Bank Indonesia (BI) kept the benchmark 7-day inverted repurchase rate at 3.50% and said high commodity prices would support the country’s exports in 2022 and year-end inflation would remain. within its target of 2% to 4%.
“At this point, the BI can continue to hold its policy on hold, and it doesn’t have to follow the Fed in its hikes, because inflation is generally still under control and there is no massive pressure on the rupee in particular,” Khoon Goh said. , Head of Asia Research at ANZ Banking Group, Singapore.

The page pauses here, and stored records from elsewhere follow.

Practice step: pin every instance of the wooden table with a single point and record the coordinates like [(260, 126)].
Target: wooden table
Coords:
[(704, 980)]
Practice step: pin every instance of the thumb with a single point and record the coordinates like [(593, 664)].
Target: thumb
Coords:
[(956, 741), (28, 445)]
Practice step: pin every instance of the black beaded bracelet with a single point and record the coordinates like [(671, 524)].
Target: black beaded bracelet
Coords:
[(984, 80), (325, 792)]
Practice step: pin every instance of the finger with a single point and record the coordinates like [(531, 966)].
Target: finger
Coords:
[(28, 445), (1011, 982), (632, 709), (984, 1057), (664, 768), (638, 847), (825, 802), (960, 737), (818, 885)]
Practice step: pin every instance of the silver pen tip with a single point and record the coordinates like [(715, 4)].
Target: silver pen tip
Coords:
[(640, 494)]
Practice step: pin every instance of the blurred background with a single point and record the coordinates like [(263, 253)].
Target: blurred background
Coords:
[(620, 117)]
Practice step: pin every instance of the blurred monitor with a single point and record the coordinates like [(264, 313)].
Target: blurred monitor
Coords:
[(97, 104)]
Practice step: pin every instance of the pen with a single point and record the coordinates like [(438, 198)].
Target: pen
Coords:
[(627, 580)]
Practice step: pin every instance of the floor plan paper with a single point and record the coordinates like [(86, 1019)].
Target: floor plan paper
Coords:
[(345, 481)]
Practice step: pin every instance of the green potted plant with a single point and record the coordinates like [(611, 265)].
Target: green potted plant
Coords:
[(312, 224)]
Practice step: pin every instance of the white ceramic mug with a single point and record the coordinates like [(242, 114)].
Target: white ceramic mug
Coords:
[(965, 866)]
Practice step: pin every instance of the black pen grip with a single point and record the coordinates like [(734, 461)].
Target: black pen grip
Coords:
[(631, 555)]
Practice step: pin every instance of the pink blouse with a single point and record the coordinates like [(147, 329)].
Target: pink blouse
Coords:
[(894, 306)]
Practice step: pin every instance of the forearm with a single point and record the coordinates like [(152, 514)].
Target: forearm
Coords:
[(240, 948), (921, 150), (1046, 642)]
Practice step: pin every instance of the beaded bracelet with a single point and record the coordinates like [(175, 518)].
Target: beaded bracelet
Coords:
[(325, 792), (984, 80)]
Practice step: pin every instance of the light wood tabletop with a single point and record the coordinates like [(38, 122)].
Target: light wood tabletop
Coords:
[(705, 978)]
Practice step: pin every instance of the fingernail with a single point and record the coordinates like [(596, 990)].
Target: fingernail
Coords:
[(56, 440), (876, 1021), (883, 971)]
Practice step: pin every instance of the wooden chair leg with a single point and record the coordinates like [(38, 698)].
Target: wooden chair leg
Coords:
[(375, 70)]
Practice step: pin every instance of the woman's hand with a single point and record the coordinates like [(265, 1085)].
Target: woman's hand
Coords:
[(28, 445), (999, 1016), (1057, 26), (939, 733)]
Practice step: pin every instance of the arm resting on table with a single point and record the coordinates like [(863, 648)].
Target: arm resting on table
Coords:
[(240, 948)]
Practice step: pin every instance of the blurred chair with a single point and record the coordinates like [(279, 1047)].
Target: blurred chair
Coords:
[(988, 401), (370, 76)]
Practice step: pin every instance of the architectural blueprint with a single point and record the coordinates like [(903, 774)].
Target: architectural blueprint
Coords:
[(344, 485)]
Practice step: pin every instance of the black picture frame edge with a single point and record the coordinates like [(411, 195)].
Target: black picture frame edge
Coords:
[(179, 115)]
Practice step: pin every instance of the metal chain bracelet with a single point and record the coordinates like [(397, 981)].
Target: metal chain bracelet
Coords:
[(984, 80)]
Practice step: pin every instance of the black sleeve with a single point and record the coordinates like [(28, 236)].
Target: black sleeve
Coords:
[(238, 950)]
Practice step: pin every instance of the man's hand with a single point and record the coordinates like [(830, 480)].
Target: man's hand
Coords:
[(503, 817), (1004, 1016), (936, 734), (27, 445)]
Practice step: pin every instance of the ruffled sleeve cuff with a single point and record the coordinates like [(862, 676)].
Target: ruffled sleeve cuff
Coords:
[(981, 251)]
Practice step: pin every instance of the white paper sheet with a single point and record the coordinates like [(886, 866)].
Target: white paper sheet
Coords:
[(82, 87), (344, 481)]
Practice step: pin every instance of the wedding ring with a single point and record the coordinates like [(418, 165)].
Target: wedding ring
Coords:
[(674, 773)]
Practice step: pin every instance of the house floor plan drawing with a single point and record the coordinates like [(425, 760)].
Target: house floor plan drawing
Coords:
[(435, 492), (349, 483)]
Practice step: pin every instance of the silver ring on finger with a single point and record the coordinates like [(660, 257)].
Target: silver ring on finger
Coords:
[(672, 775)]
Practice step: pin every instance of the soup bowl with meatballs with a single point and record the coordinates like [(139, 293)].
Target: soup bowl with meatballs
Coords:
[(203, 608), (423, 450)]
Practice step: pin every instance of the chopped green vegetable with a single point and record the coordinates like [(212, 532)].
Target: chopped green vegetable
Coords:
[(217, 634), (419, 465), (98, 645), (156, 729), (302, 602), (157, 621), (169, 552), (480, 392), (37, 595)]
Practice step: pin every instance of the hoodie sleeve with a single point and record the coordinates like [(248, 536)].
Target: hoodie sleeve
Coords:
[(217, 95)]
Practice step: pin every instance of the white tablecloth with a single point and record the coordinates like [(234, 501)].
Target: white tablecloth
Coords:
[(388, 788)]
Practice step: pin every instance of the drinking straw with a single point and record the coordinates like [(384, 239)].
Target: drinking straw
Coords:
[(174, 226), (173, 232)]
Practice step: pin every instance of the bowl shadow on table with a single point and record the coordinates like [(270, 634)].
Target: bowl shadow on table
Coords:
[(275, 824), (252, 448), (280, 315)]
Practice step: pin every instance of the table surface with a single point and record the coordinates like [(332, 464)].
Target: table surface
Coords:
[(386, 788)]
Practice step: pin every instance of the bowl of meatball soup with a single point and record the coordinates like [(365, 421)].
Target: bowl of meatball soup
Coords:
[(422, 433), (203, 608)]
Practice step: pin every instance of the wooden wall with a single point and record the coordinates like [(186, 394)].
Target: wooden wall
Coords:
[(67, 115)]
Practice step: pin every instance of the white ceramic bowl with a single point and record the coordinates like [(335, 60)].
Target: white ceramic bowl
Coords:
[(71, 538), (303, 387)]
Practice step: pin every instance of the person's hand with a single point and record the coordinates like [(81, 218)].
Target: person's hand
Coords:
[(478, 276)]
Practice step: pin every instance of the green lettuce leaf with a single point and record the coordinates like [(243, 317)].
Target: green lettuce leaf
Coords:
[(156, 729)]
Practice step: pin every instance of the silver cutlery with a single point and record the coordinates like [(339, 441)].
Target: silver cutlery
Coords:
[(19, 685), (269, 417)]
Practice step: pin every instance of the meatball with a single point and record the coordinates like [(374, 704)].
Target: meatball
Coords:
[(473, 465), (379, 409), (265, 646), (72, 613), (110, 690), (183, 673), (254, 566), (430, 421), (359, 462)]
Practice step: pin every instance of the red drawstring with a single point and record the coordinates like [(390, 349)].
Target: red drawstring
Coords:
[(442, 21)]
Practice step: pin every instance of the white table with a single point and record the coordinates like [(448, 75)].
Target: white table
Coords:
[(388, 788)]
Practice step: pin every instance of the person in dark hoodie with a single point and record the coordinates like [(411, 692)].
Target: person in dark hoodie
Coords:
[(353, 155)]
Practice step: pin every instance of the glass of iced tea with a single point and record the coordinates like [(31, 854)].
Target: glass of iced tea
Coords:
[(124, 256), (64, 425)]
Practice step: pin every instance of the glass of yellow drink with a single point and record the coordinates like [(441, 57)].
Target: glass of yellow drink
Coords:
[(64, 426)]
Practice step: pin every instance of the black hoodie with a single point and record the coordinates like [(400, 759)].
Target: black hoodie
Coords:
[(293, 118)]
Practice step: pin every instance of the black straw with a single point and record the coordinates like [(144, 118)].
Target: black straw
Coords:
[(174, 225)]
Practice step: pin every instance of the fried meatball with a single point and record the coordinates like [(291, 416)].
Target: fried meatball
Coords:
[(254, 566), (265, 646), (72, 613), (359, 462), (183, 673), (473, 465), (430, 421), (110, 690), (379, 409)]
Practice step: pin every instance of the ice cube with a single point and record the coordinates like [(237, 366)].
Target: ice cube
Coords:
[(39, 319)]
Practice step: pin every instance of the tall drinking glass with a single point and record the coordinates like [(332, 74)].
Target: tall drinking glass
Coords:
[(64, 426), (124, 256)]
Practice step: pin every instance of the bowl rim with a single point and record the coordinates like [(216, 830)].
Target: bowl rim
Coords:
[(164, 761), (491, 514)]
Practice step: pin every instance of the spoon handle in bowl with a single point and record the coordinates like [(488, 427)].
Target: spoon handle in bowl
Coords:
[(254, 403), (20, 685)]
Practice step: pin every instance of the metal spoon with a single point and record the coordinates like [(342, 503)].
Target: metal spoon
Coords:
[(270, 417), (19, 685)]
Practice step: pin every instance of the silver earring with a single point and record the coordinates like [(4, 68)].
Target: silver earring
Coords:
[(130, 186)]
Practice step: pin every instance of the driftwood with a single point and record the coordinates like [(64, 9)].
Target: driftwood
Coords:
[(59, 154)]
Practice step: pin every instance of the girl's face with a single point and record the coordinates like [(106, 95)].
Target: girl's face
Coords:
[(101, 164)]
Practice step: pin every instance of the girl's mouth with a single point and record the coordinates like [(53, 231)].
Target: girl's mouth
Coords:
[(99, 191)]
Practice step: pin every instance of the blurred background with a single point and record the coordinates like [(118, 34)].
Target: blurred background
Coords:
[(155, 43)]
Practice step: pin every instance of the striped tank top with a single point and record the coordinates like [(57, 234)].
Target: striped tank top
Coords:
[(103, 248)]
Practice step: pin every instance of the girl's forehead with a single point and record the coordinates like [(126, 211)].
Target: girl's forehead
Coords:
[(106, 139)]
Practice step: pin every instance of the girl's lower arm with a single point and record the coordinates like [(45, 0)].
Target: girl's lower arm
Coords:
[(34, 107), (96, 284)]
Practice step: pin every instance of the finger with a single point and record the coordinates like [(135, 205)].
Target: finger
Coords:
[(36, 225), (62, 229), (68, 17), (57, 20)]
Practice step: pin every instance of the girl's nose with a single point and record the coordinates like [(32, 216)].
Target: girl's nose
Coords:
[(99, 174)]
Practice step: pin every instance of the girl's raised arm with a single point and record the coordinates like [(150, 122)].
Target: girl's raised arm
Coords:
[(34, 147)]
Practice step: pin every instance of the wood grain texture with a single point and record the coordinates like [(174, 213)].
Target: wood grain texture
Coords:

The effect of US rates “hasn’t really translated into downward pressure on the rupiah at this stage, so as long as this situation can remain stable, BI can continue to maintain its hold policy,” Goh said. .
Yields on Indonesia’s 10-year benchmark bonds were at their highest level since September 2020.
Central banks in the region are under increasing pressure to follow the US Federal Reserve in its tightening policy as inflationary pressures intensify. A Reuters poll last week found analysts expect Bank Indonesia to raise rates in the next quarter.
“Central banks in the region must either participate or accelerate the pace of policy normalization,” Morgan Stanley analysts said in a note.
“Economies are now experiencing a much broader recovery while policy rates are still in crisis territory. Therefore, central banks across the region will need to calibrate policy to the state of the recovery.”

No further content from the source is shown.